Neil Herron was alleged to be driving his vehicle at 40 mph in a 30mph limit on 13th January 2014 at 12.15pm. His vehicle's speed was captured by an LTI 20:20 Ultralyte 1000 Speed Measuring Device operated by a mobile patrol. However, Herron was trialling a driver safety telematic device at the time, and the data produced by the device indicated that the vehicle speed was way below the 30mph speed limit.
Herron therefore decided to challenge the police evidence in court.
19 months later, the Sunderland Magistrates Court found in his favour after the Crown Prosecution Service offered no evidence.
As accurate, affordable GPS technology is now being used by more and more motorists it is only a matter of time before more and more cases of this type come before the courts.
Herron said: “I would not have had any grounds on which to challenge the allegation if I had not had the data from the device. Many drivers have faced similar allegations and believed that they were not speeding but no way of proving it. Now we have the affordable technology which motorists can use to create driving peace of mind.”

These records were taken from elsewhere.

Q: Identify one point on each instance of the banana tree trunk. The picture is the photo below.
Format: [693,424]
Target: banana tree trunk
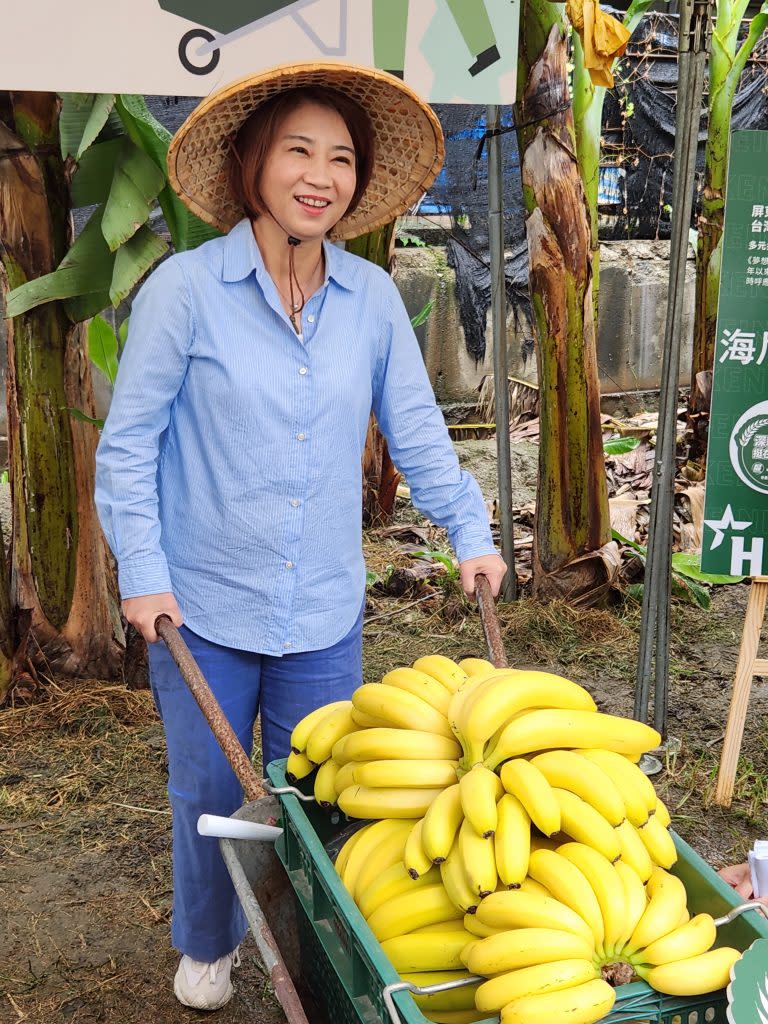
[380,477]
[571,516]
[62,591]
[588,112]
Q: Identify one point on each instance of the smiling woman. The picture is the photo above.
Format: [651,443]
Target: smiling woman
[228,472]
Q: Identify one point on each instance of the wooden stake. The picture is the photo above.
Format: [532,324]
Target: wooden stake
[749,665]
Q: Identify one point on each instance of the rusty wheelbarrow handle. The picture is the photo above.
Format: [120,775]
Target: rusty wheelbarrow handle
[225,735]
[489,620]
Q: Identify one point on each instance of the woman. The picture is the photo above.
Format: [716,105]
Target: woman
[228,471]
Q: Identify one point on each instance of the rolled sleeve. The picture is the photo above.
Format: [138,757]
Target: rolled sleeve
[151,373]
[419,442]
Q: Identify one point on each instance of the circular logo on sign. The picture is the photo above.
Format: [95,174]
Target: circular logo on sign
[749,448]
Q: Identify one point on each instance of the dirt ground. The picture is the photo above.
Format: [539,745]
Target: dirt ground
[85,888]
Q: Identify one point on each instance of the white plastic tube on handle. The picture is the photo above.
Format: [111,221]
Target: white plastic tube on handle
[221,827]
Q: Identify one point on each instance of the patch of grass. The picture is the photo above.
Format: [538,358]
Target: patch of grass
[558,633]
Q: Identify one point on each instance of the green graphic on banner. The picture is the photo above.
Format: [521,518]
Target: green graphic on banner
[736,500]
[748,992]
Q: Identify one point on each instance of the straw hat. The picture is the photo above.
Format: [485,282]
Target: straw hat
[410,147]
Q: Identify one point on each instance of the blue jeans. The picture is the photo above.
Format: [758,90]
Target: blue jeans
[208,921]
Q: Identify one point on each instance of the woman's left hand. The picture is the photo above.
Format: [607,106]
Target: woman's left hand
[493,566]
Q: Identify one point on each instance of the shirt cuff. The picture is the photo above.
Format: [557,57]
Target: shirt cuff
[473,543]
[143,574]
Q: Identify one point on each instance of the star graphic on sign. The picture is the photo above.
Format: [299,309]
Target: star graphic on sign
[720,525]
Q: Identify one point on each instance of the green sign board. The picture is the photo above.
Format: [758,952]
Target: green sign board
[735,536]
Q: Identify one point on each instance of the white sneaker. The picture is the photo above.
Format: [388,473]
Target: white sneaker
[205,986]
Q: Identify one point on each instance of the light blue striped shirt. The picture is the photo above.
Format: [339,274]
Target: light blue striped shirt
[228,469]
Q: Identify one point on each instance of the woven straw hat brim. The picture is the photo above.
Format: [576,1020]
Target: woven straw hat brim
[410,147]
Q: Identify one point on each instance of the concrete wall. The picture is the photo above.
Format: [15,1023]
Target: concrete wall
[633,305]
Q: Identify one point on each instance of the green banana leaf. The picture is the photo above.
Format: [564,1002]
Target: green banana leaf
[134,188]
[102,347]
[82,119]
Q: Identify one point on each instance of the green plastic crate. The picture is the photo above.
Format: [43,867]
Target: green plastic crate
[347,971]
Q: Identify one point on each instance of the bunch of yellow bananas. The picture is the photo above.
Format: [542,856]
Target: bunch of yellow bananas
[516,839]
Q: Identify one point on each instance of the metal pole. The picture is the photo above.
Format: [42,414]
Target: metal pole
[654,634]
[501,370]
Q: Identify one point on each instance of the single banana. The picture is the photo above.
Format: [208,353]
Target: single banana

Philip Somarakis, partner at law and professional services firm Gordon Dadds, said: "Based on previous experience in other cases, laser speed detection devices can produce erroneous results and in this case Mr Herron was convinced he was not speeding as alleged and stated he had telematics data to support that view. When confronted with failings in court the prosecution determined to offer no evidence."
He added: "For many years fleet managers have recognised the potential benefits of using technology to monitor driver behaviour. The principal objective of telematics is to encourage safe and efficient driving. We are all in favour of reducing excessive driver speed on our roads; that said, being able to rely on technology to prove compliance with a speed limit should not be underestimated."